# Please help if you have the knowledge



## paulm270582 (Apr 16, 2008)

Hi, i am after some help, what i would like to do is edit some pictures/photos on the computer.  What i want to do is stretch part of the pics so i can exagerate them to make them humerous, if that makes sense.  If anybody knows what software i need to do this please let me know thanks.

paul


----------



## eminart (Apr 16, 2008)

There are lots of photo editing software that will do that. It just depends on how much you want to spend. Photoshop is the obvious first choice, but it's pretty expensive, especially for the newer versions. There's a free software available online. It's called "the gimp". I've never used it personally, but it seems to be pretty popular with people who don't need photoshop or want to spend the money for it. I suggest you try that one, if all you want to do is distort some photos. 
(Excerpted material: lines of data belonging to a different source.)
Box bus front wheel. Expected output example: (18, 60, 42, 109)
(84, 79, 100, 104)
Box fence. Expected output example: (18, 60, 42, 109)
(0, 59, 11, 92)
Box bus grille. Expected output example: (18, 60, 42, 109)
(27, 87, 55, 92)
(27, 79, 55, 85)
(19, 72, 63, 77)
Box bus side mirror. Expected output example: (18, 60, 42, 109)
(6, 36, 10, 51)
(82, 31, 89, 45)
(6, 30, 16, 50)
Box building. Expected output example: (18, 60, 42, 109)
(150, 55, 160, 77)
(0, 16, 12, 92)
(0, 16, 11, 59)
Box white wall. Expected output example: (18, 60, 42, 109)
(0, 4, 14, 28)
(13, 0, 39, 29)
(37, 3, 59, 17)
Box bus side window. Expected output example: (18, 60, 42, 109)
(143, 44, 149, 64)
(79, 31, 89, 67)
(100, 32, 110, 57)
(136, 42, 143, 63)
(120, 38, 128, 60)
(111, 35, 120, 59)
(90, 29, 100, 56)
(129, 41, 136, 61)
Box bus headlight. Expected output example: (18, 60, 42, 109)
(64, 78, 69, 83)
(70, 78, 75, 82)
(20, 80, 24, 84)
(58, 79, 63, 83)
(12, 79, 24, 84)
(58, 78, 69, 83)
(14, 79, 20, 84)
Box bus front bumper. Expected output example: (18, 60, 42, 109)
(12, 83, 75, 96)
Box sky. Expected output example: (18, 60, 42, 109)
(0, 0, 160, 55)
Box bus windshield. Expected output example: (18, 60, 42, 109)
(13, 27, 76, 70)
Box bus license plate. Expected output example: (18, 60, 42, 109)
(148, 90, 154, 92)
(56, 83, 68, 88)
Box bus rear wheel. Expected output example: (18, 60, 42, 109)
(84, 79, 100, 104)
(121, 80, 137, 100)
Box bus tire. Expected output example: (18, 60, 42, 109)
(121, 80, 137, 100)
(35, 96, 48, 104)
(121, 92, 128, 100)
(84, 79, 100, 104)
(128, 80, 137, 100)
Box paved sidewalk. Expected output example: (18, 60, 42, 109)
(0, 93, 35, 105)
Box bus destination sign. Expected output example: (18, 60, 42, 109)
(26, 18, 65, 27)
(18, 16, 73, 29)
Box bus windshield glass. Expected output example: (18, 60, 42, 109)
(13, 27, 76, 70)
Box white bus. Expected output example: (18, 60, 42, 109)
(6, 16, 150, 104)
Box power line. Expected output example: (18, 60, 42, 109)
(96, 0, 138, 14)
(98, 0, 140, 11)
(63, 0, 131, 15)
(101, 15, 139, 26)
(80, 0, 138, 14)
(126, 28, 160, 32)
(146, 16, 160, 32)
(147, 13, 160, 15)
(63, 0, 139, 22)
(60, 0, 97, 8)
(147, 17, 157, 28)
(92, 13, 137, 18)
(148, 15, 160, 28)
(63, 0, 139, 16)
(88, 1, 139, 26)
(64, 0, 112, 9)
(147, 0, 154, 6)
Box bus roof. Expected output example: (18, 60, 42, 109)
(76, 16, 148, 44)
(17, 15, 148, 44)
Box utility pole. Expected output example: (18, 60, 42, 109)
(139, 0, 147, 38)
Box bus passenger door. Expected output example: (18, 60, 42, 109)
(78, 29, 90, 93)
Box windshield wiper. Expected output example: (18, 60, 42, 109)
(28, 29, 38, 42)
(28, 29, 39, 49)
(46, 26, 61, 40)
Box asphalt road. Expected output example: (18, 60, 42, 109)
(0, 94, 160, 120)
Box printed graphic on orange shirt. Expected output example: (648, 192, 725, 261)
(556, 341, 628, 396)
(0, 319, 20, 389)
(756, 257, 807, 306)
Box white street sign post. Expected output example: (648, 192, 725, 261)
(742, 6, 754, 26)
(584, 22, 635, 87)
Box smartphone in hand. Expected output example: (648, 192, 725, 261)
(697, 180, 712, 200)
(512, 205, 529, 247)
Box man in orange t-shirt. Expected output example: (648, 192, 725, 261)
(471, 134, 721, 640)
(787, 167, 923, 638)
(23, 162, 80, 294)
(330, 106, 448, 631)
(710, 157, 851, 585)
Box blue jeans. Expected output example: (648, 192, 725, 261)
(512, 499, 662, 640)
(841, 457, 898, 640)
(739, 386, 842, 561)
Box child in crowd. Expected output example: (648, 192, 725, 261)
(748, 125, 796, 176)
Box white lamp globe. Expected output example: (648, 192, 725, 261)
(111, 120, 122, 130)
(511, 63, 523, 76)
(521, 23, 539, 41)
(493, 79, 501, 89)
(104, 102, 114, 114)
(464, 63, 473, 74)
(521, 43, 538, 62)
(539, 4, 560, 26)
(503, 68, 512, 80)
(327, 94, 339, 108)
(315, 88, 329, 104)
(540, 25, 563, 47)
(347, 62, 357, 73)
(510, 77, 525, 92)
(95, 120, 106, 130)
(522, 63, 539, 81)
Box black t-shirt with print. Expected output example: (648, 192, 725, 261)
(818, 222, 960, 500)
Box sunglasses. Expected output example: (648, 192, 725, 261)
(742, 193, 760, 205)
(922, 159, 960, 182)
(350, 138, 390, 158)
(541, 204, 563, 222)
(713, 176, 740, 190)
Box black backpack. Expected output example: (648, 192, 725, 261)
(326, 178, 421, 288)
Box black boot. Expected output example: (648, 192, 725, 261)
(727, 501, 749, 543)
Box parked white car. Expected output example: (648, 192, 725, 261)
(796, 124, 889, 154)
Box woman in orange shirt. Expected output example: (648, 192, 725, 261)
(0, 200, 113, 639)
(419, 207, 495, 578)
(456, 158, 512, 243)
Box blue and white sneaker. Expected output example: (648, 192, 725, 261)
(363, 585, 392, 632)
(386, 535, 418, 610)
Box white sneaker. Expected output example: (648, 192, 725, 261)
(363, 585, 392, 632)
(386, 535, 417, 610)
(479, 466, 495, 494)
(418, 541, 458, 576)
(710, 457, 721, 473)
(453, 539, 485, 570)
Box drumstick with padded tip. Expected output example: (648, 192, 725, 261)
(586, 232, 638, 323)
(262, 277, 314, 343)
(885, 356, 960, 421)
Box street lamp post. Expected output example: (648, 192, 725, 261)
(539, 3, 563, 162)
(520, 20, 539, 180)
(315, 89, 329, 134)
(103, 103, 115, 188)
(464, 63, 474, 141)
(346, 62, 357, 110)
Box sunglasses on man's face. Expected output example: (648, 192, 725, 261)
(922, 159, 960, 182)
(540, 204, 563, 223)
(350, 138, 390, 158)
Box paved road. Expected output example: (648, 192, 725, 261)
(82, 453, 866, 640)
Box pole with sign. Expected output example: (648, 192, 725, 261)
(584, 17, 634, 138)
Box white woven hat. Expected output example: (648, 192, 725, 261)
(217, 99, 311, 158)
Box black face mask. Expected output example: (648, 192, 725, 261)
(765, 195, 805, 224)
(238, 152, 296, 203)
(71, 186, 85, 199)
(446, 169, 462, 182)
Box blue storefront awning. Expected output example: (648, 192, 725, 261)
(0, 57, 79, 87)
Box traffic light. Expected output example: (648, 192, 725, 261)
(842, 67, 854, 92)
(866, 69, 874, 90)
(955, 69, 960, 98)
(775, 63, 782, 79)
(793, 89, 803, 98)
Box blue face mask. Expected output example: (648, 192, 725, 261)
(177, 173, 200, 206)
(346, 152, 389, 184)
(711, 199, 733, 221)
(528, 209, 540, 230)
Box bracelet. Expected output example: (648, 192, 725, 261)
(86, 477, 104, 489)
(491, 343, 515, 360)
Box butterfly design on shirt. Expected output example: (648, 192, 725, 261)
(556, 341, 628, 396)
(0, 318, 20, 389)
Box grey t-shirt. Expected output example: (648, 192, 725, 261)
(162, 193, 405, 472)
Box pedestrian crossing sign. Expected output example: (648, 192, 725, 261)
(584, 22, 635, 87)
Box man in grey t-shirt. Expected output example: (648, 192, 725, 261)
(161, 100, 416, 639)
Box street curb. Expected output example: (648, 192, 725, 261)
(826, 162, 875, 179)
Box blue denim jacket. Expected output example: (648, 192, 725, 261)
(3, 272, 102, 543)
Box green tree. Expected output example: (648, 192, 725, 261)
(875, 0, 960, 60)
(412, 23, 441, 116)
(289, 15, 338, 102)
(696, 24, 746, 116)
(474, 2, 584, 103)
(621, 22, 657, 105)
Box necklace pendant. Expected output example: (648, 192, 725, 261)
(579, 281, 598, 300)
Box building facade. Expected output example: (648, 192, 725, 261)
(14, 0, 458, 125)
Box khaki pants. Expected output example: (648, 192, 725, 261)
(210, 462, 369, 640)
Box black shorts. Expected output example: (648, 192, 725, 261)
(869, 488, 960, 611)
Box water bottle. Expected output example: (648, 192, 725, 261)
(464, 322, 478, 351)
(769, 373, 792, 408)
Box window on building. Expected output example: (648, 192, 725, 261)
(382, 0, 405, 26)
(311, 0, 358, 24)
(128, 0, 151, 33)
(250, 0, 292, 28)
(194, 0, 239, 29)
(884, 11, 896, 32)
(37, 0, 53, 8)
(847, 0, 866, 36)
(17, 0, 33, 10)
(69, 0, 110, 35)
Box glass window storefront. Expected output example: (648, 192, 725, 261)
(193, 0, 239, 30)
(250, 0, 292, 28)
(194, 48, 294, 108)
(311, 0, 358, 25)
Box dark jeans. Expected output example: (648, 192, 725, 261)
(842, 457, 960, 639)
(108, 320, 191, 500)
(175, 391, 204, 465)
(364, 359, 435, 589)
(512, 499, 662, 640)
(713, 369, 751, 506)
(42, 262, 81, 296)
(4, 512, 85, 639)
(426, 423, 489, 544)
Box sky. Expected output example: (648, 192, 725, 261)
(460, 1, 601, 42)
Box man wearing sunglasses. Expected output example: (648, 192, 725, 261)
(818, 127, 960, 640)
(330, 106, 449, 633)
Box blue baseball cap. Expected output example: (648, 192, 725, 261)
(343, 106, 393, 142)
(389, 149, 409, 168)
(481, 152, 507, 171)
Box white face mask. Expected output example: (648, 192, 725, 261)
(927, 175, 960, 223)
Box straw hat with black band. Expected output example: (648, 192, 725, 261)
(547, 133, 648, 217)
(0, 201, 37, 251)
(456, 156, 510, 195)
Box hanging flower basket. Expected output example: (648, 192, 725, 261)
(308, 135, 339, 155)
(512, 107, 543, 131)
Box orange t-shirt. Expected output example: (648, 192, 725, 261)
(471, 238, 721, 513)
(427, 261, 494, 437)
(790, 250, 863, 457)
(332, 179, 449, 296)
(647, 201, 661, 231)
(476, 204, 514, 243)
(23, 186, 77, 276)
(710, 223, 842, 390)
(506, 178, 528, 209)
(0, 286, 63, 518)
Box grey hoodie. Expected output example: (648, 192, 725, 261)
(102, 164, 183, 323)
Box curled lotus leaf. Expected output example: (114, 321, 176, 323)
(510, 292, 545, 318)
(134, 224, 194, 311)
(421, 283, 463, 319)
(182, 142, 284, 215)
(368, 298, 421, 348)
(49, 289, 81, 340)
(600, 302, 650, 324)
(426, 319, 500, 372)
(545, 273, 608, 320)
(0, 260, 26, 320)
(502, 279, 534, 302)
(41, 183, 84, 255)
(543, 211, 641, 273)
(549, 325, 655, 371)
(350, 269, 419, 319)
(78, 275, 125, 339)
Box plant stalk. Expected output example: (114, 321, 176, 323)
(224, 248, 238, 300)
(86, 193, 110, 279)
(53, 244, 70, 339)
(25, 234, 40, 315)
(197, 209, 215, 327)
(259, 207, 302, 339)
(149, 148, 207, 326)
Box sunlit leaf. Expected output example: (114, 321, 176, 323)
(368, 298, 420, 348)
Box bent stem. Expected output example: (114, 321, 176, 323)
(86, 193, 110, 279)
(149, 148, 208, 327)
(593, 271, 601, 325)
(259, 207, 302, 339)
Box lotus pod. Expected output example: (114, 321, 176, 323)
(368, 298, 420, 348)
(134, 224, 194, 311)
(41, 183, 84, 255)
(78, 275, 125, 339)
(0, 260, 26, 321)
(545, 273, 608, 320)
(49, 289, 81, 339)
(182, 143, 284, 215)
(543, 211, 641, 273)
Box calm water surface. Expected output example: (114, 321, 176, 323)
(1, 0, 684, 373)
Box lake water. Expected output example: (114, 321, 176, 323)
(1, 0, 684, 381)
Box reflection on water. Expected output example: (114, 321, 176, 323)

Here's a link: http://www.gimp.org/downloads/

p.s. I have no idea if this software has a tool or feature for stretching, but I assume it does.


----------



## Big Mike (Apr 16, 2008)

'Liquify' is the tool in photoshop...but a lot of image programs have something similar.


----------



## chantal7 (Apr 16, 2008)

Filter > Liquify is the one to use in photoshop, in my opinion it's the best one  It's so funny lol!


----------